Le chef de l'Etat a ouvert le Dialogue républicain en présence de plusieurs centaines de participants de la majorité, de la société civile et de personnalités invitées à la cérémonie d'ouverture dans l'hémicycle de l'Assemblée nationale. "Nous sommes tous mobilisés autour des idéaux de paix (...) il n'y a pas de sujet tabou, nous sommes là pour percer l'abcès (...), pour laver le linge sale en famille", a-t-il lancé de la tribune, encadré par deux membres russes de sa garde rapprochée, les visages masqués.

La veille, la quasi-totalité des partis de l'opposition ont annoncé qu'ils refusaient de participer au dialogue principalement parce que les rebelles n'y sont pas conviés et que le programme ne prévoit rien sur ce qu’elle appelle la "question de la crise post-électorale", c'est à dire ce qu'elle considère comme la réélection non légitime de M. Touadéra le 27 décembre 2020 par une partie très faible du corps électoral.

L’opposition s’est finalement retrouvée divisée face à sa participation au dialogue républicain. 48h après avoir annoncé un boycott, la coalition de l'opposition COD2020 a exclu son propre président en exercice. Un autre opposant qui participe au dialogue a démissionné de la coalition.

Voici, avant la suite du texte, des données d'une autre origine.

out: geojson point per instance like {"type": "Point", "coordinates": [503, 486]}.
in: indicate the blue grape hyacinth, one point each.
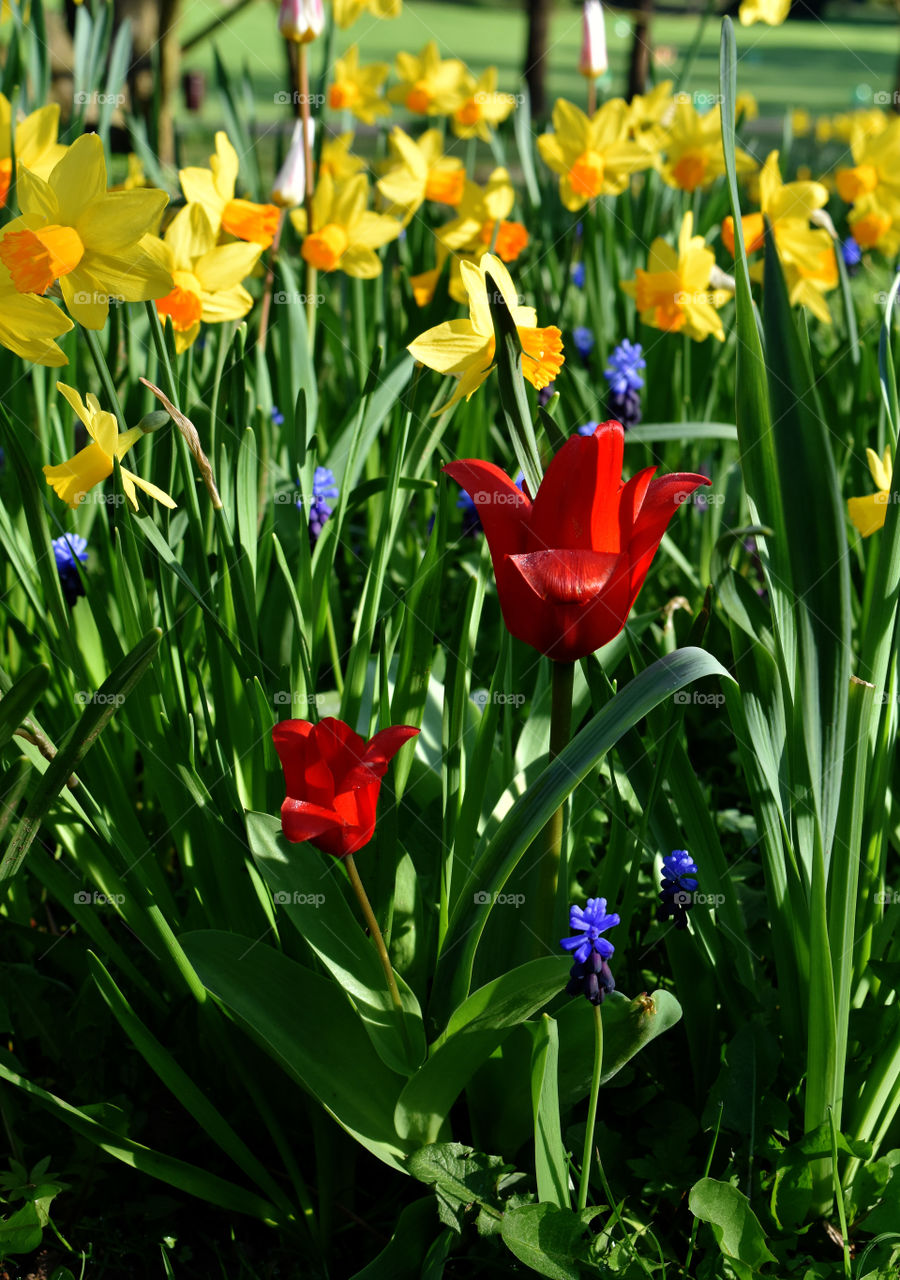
{"type": "Point", "coordinates": [590, 974]}
{"type": "Point", "coordinates": [679, 872]}
{"type": "Point", "coordinates": [324, 489]}
{"type": "Point", "coordinates": [68, 549]}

Toutefois, l'opposition et les experts de la région ont fustigé par avance un dialogue longtemps retardé pour être finalement annoncé à la hussarde et surtout sans qu'aucun objectif ne soit fixé pour qu'il débouche sur des mesures concrètes. En dehors de la promesse d'une "feuille de route" destinée à mieux intégrer l'opposition et la société civile dans la gouvernance du deuxième pays le moins développé du monde, selon l'ONU.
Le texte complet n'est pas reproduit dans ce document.